Basic characteristics of all subjects (n 1136; those included in the analyses of BMI, waist circumference, and systolic and diastolic blood pressure) are shown in Table 1. Mean PRAL was 10·4 mEq/d, and mean Pro:K was 1·23 g/mEq. There was a strong correlation between these variables (Pearson correlation coefficient = 0·84). The potential confounding variables for all subjects are shown in Table 2 according to quintile of dietary acid–base load measure. Both PRAL and Pro:K were associated negatively with physical activity and positively with waist circumference. There was also a positive association between Pro:K and BMI. The dietary intakes of all subjects are shown in Table 3 according to quintile of dietary acid–base load measures. PRAL was associated positively with protein and negatively with K, Ca and Mg as well as P, while Pro:K was positively associated with K as well as protein. For foods, both PRAL and Pro:K showed a positive association with meats, eggs, cereals, and fish and shellfish, and a negative association with fruits, vegetables and dairy products. According to the quintiles of the dietary acid–base load measures, similar patterns were observed for potential confounding factors and dietary intake among those subjects included in the analyses of cholesterol (total, HDL, and LDL) and glycated Hb (n 1121), fasting TAG (n 1088), and fasting glucose (n 1089) (data not shown).

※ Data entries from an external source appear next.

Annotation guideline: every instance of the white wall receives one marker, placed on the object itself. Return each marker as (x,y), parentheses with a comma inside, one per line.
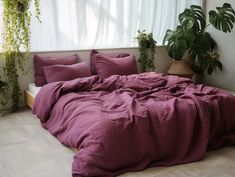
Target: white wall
(161,62)
(226,49)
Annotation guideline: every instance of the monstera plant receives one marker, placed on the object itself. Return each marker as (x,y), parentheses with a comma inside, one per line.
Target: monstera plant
(16,42)
(191,42)
(146,45)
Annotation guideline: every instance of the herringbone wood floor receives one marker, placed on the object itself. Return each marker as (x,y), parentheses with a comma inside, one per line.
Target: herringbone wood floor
(27,150)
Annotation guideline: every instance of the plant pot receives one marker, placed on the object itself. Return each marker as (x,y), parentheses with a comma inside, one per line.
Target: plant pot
(180,68)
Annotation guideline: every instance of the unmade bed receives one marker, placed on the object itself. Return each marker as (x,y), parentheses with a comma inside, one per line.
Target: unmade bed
(128,123)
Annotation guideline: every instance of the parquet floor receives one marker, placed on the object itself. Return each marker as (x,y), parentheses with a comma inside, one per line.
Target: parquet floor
(27,150)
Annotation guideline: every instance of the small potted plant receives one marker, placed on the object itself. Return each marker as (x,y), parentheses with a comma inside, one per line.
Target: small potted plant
(191,43)
(146,45)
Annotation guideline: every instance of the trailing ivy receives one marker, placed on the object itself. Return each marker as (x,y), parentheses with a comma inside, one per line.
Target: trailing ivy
(146,45)
(16,42)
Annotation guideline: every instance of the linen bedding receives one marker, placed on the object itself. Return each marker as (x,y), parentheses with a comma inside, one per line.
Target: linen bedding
(128,123)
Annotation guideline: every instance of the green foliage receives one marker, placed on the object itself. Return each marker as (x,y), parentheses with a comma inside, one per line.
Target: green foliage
(146,45)
(191,41)
(3,92)
(16,42)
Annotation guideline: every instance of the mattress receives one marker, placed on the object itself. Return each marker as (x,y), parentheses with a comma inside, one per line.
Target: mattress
(33,89)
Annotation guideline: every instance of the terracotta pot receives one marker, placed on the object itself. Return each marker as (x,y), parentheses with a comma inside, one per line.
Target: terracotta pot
(180,68)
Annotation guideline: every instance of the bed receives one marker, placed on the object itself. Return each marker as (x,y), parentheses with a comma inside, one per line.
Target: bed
(129,123)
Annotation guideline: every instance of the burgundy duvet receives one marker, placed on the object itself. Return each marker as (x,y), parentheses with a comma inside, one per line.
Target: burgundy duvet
(128,123)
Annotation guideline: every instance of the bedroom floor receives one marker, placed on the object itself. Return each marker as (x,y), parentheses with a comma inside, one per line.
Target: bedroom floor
(28,150)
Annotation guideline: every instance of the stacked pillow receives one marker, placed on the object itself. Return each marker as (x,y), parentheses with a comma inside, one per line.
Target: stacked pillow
(51,69)
(106,65)
(66,72)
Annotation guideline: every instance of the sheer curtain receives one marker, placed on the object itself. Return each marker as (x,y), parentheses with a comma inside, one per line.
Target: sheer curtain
(82,24)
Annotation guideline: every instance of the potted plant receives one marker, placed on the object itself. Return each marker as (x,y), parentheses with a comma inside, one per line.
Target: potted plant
(146,45)
(16,42)
(3,93)
(191,43)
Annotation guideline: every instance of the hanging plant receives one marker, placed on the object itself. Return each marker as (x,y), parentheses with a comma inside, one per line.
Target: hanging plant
(16,42)
(3,93)
(146,45)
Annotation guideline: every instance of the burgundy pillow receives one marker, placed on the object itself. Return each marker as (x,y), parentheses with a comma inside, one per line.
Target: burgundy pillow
(112,55)
(66,72)
(40,62)
(107,66)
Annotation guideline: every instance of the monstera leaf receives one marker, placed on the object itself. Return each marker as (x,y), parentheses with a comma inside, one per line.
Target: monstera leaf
(223,19)
(193,18)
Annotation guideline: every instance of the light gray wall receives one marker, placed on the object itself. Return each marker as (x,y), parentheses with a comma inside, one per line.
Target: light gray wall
(161,62)
(226,49)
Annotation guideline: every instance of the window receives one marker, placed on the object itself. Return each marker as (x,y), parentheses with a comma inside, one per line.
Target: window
(79,24)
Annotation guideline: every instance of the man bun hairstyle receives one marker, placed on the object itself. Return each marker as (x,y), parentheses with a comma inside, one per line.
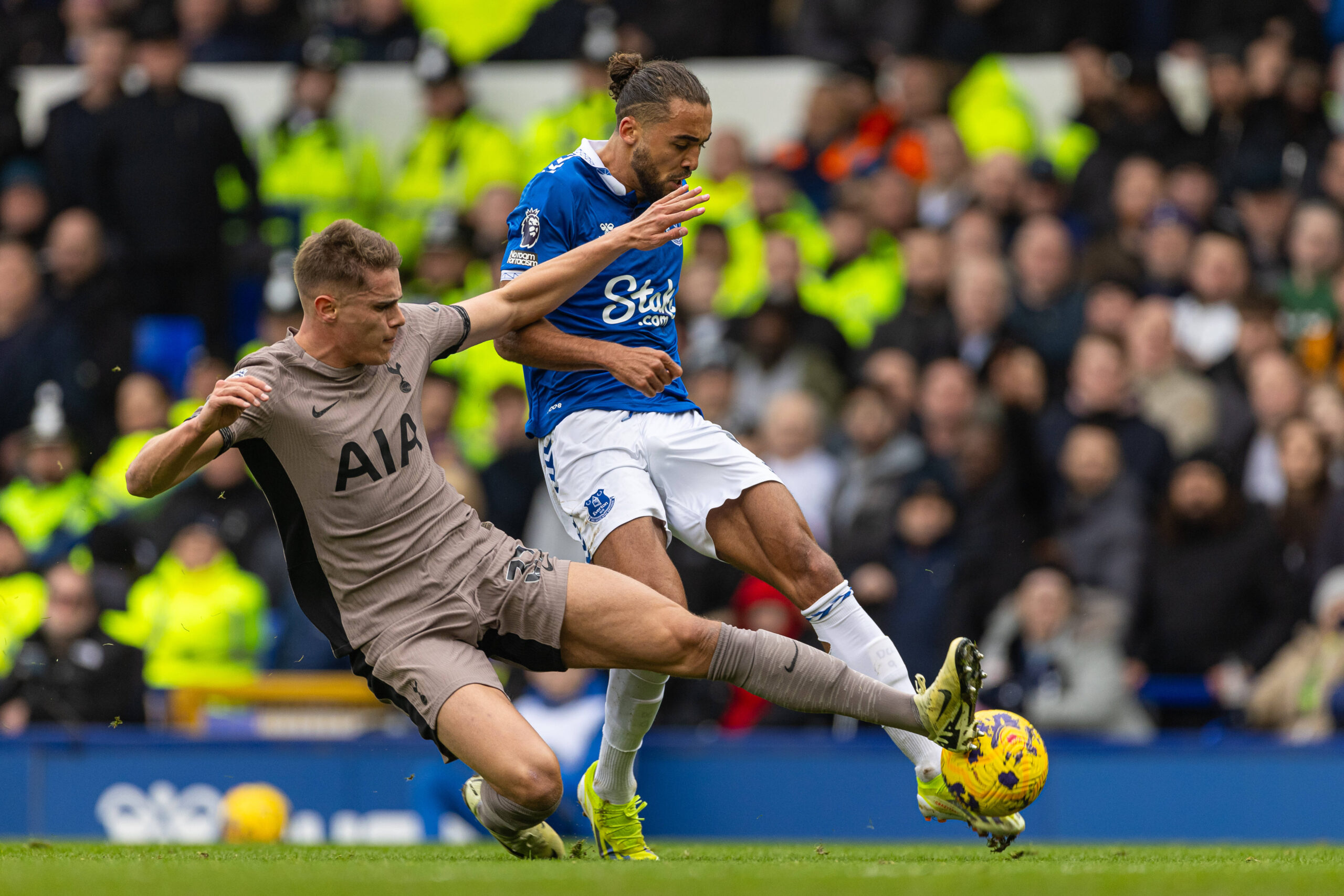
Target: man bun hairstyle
(646,90)
(337,260)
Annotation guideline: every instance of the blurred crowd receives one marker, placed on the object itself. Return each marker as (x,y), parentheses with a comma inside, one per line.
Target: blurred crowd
(1076,394)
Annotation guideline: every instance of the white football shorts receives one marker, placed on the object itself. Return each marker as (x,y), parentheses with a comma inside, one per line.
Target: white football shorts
(608,468)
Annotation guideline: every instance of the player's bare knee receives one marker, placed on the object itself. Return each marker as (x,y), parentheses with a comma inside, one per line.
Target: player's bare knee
(694,640)
(536,785)
(811,568)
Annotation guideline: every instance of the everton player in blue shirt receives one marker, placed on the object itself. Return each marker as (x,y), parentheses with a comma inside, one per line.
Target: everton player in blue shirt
(631,462)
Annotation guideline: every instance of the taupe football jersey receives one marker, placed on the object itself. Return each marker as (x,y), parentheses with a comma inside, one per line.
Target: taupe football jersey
(373,531)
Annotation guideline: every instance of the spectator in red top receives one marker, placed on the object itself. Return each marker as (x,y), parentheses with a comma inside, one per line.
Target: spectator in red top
(759,606)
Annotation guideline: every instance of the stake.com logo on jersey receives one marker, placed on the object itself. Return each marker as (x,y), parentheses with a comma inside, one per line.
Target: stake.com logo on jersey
(656,307)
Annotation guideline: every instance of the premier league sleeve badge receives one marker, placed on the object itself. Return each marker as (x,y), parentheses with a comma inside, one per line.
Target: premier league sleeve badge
(531,230)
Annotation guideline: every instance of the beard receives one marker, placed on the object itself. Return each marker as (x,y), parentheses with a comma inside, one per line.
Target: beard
(651,184)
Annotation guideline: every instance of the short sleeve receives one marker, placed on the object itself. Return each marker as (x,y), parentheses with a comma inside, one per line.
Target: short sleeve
(541,227)
(255,422)
(444,327)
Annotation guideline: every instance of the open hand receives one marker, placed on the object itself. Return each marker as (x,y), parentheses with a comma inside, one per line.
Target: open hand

Table 1 Basic characteristics of subjects (n 1136)*

(Mean values and standard deviations)

MET, metabolic equivalents; Pro:K, ratio of dietary protein to K.

* n 1121 for cholesterol (total, HDL, and LDL) and glycated Hb; 1088 for fasting TAG; 1089 for fasting glucose.

Energy-adjusted using the residual method.

Calculated using crude nutrient intake values and then energy-adjusted using the residual method.

Table 2 Selected characteristics according to quintile of measures of dietary acid–base load (n 1136)

(Mean values and standard deviations)

MET, metabolic equivalents; Pro:K, ratio of dietary protein to K.

* For categorical variables, a Mantel–Haenszel χ2 test was used; for continuous variables, a linear trend test was used with the median value in each quintile as a continuous variable in linear regression.

Calculated using crude nutrient intake values and then energy-adjusted using the residual method.

Table 3 Nutrient and food intake according to quintile of measures of dietary acid–base load (n 1136)

(Mean values and standard deviations)

Pro:K, ratio of dietary protein to K.

* A linear trend test was used with the median value in each quintile as a continuous variable in linear regression.

Calculated using crude nutrient intake values and then energy-adjusted using the residual method.

Energy-adjusted using the residual method.

The multivariate-adjusted mean values for cardiometabolic risk factors across quintiles of dietary acid–base load measures are shown in Table 4. After adjustment for potential confounding factors, higher PRAL and Pro:K (more acidic dietary acid–base loads) were associated with higher systolic and diastolic blood pressure (mean difference between the lowest and highest quintiles = 2·1 mmHg (P for trend = 0·028) and 1·6 mmHg (P for trend = 0·035) for PRAL, and 2·5 mmHg (P for trend = 0·012) and 2·3 mmHg (P for trend = 0·009) for Pro:K, respectively). In addition, PRAL showed an independent positive association with total and LDL cholesterol (mean difference = 59 mg/l (P for trend = 0·042) and 60 mg/l (P for trend = 0·021), respectively). Pro:K was positively associated with BMI and waist circumference independently of potential confounding factors (mean difference = 0·5 kg/m2 (P for trend = 0·024) and 0·8 cm (P for trend = 0·012), respectively). No significant associations were observed between PRAL or Pro:K and any of the other cardiometabolic risk factors examined.

Table 4 Cardiometabolic risk factors according to quintile of measures of dietary acid–base load (n 1136)*

(Mean values with their standard errors)

Pro:K, ratio of dietary protein to K.

* n 1121 for cholesterol (total, HDL, and LDL) and glycated Hb (224 in the first, second, fourth, and fifth and 225 in the third quintiles); 1088 for fasting TAG (217 in the first and fifth and 218 in the second, third, and fourth quintiles); and 1089 for fasting glucose (217 in the first and 218 in the second, third, fourth, and fifth quintiles). For potential renal acid load, median value in each quintile is almost the same (within < 0·1 mEq/d difference) in all analyses; for pro:K, median value in each quintile is the same.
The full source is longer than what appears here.